"You know about websites – you can set up an email newsletter, can’t you?"
If you’re thrown in the deep end of news-by-email and email marketing, here’s a buoyancy aid.
Before you start
- Have a clear purpose. What’s the business goal? This sets the content agenda.
- How will you measure success? Generate custom URLs to track website traffic coming from your mailing.
Content
- Make your subject line interesting and relevant to your subscribers. Not ‘Issue 12 of the hospital newsletter’ but ‘A&E waiting time improvements, beating superbugs, and more’. If you have a system that tracks opening rates, try two different subject lines on a sample of your mailing list, and mail the remainder with the best-performing hook.
- Choose the right From address for extra impact. Are you more likely to open an email from a real person, or from ‘Hospital News’?
- Content needs to be relevant to the business goal – think twice about issuing a re-hash of your latest press releases.
- Keep it brief.
- Make it easy to browse. If there are multiple articles, include a contents list that will be the first thing people see when they open the email.
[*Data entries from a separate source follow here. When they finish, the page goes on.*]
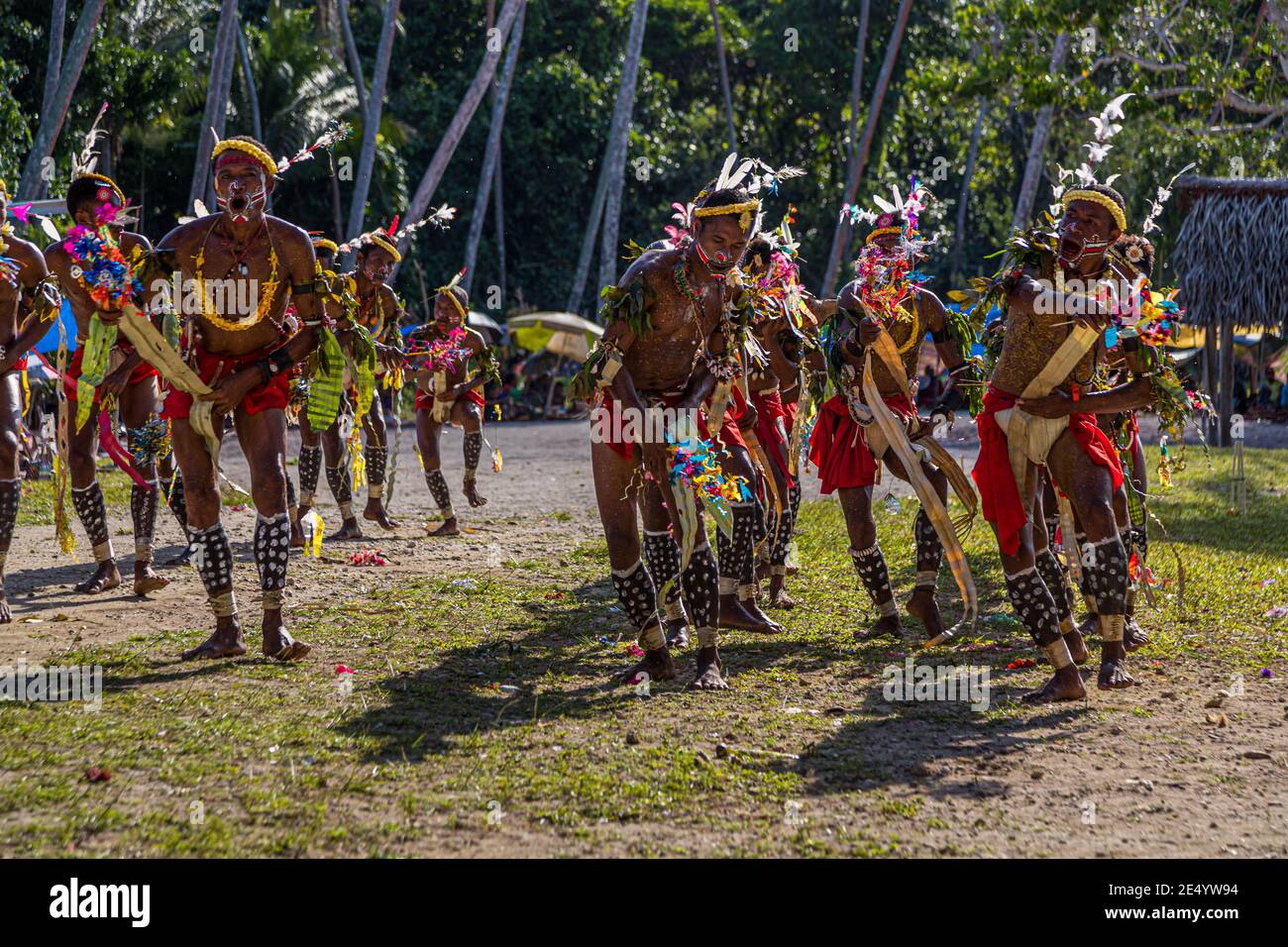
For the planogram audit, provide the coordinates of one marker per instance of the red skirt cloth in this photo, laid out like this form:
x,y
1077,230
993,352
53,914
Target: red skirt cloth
x,y
772,429
841,460
213,367
729,434
425,401
142,371
999,493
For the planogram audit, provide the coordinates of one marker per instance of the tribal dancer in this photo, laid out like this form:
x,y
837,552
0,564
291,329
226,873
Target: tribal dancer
x,y
321,401
458,363
782,307
246,254
378,313
666,352
848,445
129,381
29,302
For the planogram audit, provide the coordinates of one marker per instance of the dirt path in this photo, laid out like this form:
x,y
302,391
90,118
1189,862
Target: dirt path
x,y
829,766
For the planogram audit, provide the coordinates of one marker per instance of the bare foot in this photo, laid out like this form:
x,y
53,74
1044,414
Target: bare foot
x,y
656,664
708,672
146,579
885,626
1113,668
743,613
450,527
1133,635
1065,684
349,530
923,607
377,513
1077,647
778,596
472,492
104,578
678,634
226,642
277,643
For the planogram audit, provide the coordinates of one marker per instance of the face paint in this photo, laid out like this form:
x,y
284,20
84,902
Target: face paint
x,y
244,204
719,261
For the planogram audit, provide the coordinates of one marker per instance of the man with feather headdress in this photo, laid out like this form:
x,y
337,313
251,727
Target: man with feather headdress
x,y
887,296
241,266
29,303
677,325
124,379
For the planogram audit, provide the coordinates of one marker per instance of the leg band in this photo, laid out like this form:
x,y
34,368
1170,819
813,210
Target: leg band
x,y
1052,578
93,514
662,556
473,449
870,564
1107,577
638,595
143,512
310,464
271,549
1033,605
11,491
213,557
930,551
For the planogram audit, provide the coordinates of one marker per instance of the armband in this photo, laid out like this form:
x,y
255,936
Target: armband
x,y
278,361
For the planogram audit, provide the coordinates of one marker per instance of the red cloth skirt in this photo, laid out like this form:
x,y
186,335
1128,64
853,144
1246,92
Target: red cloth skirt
x,y
142,371
842,462
1000,495
213,367
769,432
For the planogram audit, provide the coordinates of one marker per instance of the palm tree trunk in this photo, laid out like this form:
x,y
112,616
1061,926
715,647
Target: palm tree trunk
x,y
724,73
492,153
31,185
54,62
215,106
351,51
964,197
840,239
372,121
462,120
1037,145
857,88
614,162
257,121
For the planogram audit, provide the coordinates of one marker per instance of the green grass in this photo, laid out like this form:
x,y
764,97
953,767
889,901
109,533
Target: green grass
x,y
37,506
475,702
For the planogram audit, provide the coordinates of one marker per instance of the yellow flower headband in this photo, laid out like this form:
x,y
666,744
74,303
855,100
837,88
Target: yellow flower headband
x,y
385,244
1096,197
883,232
104,179
246,149
743,210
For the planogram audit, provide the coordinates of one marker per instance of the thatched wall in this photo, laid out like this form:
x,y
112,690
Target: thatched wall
x,y
1232,254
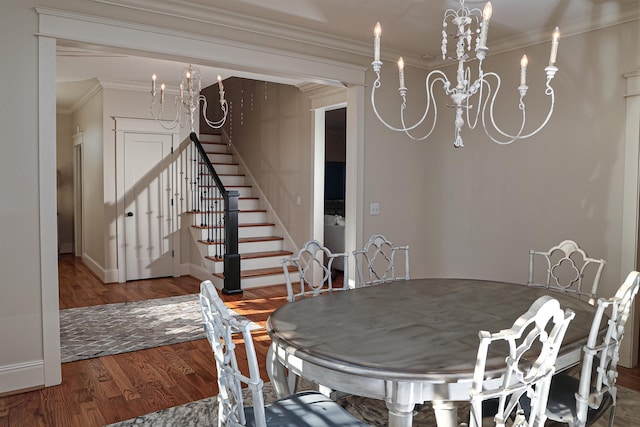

- Follow normal writing for the web best practice. Chunk text using headings and bullet points and write meaningful hyperlink text.
- Proofread.
- Set a sustainable schedule if you’re aiming for regular mailings, especially if you need to get others to contribute or sign off content.
Data protection (stay with me)
- Where did you get your mailing list? People need to agree to you using their information for this specific purpose.
- Include a privacy statement saying how you will use and store personal details.
- Make it clear how to subscribe and unsubscribe.
- BCC. Don’t share your mailing list with everyone on it.
Design and technical bits
- Branding should be consistent with your corporate identity and ideally with your website – especially if you’re linking from your email to your site.
- Use HTML email for designed elements. Styles needs to be applied in-line rather than using something like a stylesheet.
- Make sure the email can be read as ‘text-only’ – some email systems don’t allow graphics and HTML or give users the option to turn them off.
- Don’t clog up inboxes with large emails.
- Avoid attachments, because they can get your email caught in corporate spam filters.
- If you’re using an third party system to send emails on your behalf, make sure the provider has whitelisting measures in place to ensure emails are not flagged as spam.
- If you’re using a mailing system that is pretending to come from your corporate email domain (‘spoofing’), tell your network team to ensure your own colleagues can receive your emails.
- Test on all different types of email – from Outlook and Hotmail, to how it appears on smartphones.
Finally
Keep
evaluating against the business goals. Innovate, iterate, and enjoy.